Apache Hadoop offers solutions for the large-scale collection and processing of data. The ASF serves as the central repository and distribution point for the projects, with Apache serving as the core community of users and developers. Apache Hadoop aims to ease the deployment of large applications through its support for the Java and Java platform on the servers. Apache Hadoop was developed by Juhan Lamb Pedrick, Alex Balcov, Michael J. Cafarella, Gerald M. Glassner and Raymond C. Tsouline. It is based on the technology of the NoSQL database management system that was first developed at Facebook and later used by Twitter and Google.

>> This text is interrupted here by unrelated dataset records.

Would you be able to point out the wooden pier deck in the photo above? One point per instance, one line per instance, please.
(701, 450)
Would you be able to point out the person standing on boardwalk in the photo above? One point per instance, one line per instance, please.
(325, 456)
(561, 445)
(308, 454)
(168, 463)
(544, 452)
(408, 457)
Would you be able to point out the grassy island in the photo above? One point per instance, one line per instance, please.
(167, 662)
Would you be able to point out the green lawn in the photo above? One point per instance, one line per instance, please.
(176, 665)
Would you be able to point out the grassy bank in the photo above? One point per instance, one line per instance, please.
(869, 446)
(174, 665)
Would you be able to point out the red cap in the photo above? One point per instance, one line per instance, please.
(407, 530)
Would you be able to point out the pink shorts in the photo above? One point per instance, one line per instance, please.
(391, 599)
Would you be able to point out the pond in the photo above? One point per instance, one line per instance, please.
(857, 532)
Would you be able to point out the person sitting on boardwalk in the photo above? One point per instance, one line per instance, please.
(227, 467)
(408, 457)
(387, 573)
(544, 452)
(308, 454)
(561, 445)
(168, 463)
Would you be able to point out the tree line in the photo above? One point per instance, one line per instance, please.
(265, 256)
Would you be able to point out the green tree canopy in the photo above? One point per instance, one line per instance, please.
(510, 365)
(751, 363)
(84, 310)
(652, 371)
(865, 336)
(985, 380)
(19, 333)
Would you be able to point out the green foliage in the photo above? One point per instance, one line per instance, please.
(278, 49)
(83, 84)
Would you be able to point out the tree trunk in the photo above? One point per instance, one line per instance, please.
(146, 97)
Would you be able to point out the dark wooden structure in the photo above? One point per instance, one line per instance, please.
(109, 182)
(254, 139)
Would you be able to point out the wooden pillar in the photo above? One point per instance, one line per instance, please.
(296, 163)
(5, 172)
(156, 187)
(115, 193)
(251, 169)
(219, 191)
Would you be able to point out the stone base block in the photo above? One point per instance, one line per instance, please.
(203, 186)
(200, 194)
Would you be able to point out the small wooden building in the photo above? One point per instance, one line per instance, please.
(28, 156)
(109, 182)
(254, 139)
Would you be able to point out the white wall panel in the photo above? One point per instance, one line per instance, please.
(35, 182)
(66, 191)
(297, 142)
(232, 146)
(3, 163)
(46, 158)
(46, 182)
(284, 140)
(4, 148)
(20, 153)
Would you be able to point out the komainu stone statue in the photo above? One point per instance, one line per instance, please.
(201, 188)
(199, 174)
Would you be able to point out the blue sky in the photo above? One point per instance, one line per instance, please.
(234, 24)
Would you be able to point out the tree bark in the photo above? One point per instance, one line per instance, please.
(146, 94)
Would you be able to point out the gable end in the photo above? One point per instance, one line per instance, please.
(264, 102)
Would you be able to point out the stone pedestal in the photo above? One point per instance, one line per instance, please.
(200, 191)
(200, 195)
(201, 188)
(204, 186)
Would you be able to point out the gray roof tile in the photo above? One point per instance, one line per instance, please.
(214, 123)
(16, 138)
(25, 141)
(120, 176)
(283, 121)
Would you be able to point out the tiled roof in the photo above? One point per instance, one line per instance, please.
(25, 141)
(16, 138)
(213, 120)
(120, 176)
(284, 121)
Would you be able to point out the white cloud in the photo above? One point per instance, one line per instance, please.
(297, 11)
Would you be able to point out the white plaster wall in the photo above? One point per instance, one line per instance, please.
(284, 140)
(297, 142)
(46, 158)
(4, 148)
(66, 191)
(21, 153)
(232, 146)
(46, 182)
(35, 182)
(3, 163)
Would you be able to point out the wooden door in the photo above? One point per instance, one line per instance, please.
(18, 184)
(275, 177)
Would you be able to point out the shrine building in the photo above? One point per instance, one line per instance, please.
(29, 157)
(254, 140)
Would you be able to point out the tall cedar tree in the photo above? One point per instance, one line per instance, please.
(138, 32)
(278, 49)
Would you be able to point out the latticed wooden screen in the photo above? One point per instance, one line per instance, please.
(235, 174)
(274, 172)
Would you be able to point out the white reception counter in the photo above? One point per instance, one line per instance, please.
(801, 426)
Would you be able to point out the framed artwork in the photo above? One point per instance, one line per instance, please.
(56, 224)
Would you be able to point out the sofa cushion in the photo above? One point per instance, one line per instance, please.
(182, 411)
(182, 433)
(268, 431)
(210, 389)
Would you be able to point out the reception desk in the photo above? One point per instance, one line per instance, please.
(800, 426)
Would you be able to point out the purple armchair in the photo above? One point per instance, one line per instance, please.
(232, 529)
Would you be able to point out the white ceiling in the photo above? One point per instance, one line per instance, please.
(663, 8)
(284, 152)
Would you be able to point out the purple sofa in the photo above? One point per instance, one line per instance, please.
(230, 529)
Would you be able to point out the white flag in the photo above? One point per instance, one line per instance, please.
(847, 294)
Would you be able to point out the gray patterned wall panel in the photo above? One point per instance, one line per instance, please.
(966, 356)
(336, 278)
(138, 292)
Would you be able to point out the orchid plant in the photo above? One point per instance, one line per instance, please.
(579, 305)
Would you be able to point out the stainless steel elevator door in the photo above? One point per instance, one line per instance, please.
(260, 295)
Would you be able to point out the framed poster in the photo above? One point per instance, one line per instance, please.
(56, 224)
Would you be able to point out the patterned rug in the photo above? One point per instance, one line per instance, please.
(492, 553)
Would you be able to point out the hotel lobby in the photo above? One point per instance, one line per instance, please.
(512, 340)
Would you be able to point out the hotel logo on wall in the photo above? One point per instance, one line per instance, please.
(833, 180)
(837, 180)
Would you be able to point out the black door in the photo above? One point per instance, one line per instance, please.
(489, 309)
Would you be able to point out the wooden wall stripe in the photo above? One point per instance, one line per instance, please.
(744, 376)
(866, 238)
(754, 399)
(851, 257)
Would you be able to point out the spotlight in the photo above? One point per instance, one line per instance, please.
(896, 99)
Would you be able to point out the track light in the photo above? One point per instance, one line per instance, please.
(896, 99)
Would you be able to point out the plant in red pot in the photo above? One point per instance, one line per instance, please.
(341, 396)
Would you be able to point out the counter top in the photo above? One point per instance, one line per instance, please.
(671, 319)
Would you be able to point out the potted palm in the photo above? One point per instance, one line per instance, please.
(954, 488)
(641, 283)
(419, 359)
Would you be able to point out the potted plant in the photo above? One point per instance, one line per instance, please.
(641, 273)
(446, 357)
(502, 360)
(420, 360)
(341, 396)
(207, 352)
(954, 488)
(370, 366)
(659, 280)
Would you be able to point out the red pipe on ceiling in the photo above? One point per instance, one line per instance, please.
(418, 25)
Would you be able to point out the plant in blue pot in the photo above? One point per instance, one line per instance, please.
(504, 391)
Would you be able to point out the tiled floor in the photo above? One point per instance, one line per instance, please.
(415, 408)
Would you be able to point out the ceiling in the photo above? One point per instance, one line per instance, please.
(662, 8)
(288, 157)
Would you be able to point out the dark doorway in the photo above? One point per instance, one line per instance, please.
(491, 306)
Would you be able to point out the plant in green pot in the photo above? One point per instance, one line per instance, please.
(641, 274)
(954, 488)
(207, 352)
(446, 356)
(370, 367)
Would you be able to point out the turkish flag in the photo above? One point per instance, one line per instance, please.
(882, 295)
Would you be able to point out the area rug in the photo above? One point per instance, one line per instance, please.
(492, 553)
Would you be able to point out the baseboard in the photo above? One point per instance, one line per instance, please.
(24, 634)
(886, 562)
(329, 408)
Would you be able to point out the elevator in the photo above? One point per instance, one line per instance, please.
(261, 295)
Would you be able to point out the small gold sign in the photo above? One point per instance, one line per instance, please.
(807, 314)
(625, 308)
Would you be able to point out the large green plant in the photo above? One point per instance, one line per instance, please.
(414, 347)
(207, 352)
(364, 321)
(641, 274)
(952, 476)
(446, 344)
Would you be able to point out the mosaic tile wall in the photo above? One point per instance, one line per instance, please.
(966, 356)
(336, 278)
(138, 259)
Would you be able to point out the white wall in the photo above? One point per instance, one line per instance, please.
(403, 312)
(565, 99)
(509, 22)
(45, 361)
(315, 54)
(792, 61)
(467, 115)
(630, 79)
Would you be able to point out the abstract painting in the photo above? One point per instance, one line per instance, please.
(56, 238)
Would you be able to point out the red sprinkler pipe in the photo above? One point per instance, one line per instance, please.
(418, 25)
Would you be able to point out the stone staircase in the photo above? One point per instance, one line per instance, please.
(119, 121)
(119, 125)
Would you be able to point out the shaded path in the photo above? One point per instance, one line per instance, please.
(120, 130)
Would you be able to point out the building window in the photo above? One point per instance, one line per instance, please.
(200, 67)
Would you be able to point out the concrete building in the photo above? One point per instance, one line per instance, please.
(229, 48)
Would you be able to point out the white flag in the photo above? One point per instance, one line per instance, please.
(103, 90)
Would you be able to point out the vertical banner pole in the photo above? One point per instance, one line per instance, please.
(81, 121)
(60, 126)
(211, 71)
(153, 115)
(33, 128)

Apache Hadoop includes wide-ranging technology that include Map-Reduce, Yago, Summation, and much more. Apache Hadoop was developing to make the Map-Reduce framework more effective and simpler to use, while providing an intuitive user interface for programmers. Apache Hadoop aims to scale up from traditional server installations to a fully-parallel distributed system, executing thousands of tasks in parallel. It is capable of handling large amounts of data-intensive tasks by allowing each worker to divide work into small pieces so that large tasks can be divided efficiently by the underlying cluster.
Distributed Data Analytics With the help of Apache Hadoop, users can access real-time data from any device, without requiring the need of expensive distributed systems or storage mediums. Apache Hadoop offers highly scalable and highly efficient data-warehousing and data-processing technologies. The Map Reduce framework allows users to effectively reduce the Map complexity, allowing the development of more Complex Graphs and Business Intelligence (BI) applications. Users are also able to build simple Extract-Transform-Load (ETL) applications, which allow ETL handlers to efficiently handle complex transformations.